Einen ersten Projektkredit genehmigten die Mitglieder des Vereins für Altersbetreuung im Oberen Fricktal am 17. Oktober 2012 mit dem Ziel: Verbesserung der Kostenstruktur durch Anpassung der Abteilungsgrössen und durch eine Gesamtkapazität von 100 Pflegeplätzen im Alterszentrum Klostermatte in Laufenburg sowie den Anbau einer Demenzstation mit 14 Betten.

Mit der Sanierung ist beabsichtigt, die heutigen Pflegeanforderungen zu erfüllen, die Tageszonen zu vergrössern, die Nasszellen zu erneuern und die Haustechnik auf den neusten Stand zu bringen.

Gegenüber dem ersten Projekt gab es inzwischen Anpassungen. So soll der Anbau der Demenzstation vergrössert werden, was dank grösserem Kellergeschoss ermöglicht wird. Durch die Unterbringung der Haustechnik im Untergeschoss kann auf das fünfte Stockwerk verzichtet werden.

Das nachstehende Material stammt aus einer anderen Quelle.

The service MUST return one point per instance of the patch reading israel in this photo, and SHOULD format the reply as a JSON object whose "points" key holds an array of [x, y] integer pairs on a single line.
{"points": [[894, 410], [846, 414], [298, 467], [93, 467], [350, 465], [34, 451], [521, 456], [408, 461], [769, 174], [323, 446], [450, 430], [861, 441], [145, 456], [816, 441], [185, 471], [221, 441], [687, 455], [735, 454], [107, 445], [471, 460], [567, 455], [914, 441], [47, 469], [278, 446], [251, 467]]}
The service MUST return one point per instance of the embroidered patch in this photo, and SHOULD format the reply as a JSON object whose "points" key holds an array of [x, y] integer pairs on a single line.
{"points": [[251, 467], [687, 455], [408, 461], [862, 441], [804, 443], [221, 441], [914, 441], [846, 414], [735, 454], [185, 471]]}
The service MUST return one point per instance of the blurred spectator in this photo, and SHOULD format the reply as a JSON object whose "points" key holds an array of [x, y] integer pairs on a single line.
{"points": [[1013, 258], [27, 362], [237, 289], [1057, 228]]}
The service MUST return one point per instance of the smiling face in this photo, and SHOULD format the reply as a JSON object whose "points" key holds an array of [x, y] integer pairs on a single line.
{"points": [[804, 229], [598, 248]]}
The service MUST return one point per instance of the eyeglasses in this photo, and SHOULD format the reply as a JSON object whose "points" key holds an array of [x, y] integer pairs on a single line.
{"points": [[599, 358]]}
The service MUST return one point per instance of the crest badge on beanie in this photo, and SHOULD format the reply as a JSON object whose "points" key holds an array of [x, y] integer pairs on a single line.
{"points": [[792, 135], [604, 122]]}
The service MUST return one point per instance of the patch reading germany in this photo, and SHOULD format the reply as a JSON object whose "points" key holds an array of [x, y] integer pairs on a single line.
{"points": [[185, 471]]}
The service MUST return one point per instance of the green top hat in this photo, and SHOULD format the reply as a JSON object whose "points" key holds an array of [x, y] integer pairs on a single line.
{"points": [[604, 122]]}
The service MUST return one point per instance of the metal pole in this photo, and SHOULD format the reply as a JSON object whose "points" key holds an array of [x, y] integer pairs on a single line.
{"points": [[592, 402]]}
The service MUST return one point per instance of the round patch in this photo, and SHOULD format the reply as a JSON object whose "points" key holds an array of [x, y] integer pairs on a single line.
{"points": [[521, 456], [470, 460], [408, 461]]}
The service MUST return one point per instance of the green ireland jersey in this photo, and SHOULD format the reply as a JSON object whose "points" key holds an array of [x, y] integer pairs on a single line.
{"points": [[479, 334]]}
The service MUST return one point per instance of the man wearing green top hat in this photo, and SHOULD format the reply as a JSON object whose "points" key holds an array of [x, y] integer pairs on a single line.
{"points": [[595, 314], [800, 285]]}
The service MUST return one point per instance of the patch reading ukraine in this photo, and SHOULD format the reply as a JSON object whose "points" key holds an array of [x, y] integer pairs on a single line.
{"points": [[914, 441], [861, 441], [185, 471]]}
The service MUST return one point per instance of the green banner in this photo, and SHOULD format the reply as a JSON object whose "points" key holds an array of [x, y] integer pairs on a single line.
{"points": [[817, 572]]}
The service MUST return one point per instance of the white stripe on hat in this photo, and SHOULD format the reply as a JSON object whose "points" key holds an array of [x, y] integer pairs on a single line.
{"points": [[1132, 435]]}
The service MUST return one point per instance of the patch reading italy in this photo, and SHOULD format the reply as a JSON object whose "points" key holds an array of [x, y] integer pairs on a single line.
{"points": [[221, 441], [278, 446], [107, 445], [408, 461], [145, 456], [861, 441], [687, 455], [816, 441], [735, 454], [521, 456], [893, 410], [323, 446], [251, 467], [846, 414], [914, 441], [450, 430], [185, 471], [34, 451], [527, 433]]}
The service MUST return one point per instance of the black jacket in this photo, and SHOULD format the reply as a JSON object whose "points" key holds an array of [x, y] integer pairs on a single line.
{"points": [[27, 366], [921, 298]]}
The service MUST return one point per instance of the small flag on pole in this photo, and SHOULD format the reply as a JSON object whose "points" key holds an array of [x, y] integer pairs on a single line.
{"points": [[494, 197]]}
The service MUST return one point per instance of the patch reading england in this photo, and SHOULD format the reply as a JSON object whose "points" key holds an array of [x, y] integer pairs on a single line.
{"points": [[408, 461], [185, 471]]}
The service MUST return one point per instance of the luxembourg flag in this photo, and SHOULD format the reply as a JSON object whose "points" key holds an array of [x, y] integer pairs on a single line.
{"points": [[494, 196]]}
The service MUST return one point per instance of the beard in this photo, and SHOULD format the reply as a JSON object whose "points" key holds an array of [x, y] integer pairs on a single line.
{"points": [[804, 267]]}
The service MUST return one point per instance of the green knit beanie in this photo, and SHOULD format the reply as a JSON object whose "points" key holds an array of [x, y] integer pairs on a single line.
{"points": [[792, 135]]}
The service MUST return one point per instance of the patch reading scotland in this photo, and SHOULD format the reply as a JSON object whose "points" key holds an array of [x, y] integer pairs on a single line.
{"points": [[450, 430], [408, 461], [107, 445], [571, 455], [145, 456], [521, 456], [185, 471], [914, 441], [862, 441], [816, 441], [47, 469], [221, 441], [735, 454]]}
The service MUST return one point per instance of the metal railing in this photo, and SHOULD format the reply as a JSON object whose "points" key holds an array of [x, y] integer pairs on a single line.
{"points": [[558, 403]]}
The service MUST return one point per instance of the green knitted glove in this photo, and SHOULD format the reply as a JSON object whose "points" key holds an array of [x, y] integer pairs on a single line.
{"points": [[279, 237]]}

Dafür gibt es neu einen Wintergarten auf vielseitigen Wunsch der Bewohnerinnen und Bewohner sowie grössere Bewohnerbalkone.

Neu gibt es je ein zusätzliches Zimmer auf den Stockwerken 1 bis 3 und eine Reduktion der Doppelzimmer von 10 auf 4 bei gleichbleibender Bettenzahl. Das Alterszentrum hat dann neu 97 Einzel- und 4 Doppelzimmer mit total 105 Betten statt gemäss erstem Projekt 82 Einzel- und 10 Doppelzimmer (102 Betten). Der aktuelle Bettenbestand in der «Klostermatte» beträgt 66 Einzel- und 7 Doppelzimmer.

Für den Neubau Demenzabteilung werden 4,3 Millionen Franken aufgewendet, 5 Millionen kostet die Aufstockung, 5,9 Millionen die Sanierung und 3,4 Millionen sind für allgemeine Kosten vorgesehen. Der Gesamtaufwand beläuft sich somit auf 18,5 Millionen Franken.

Die effektive Finanzierung erfolgt aus dem eigenen Cashflow (3,5 Millionen) und durch Hypotheken (15 Millionen Franken).

Bau von 28 Alterswohnungen

Ebenfalls zugestimmt wurde an der ausserordentlichen Vereinsversammlung dem Bau von Alterswohnungen in zwei Häusern in der Nähe des Bahnhofs, auf dem Areal der Binkert Buag AG: 28 Wohnungen, hauptsächlich Zweieinhalb-Zimmer-Wohnungen, sollen altersgerecht gebaut und entsprechend eingerichtet werden, dazu 17 Studios (Eineinhalb-Zimmer-Wohnungen) für kurz- und mittelfristige Vermietung als sogenanntes Schlafhaus.

Ohne Gegenstimme hiessen die Versammelten auch dieses Geschäft gut und ermächtigten den Vorstand, zusammen mit der L.H.B.-Stiftung eine Aktiengesellschaft zu gründen. Zwischen dem VAOF und der LHB-Stiftung wird ein Kooperationsvertrag abgeschlossen für den Bau der Häuser und dem Betrieb des Altersbetreuten Wohnens Laufenburg AG. Der VAOF beteiligt sich mit 50 000 Franken an der Aktiengesellschaft.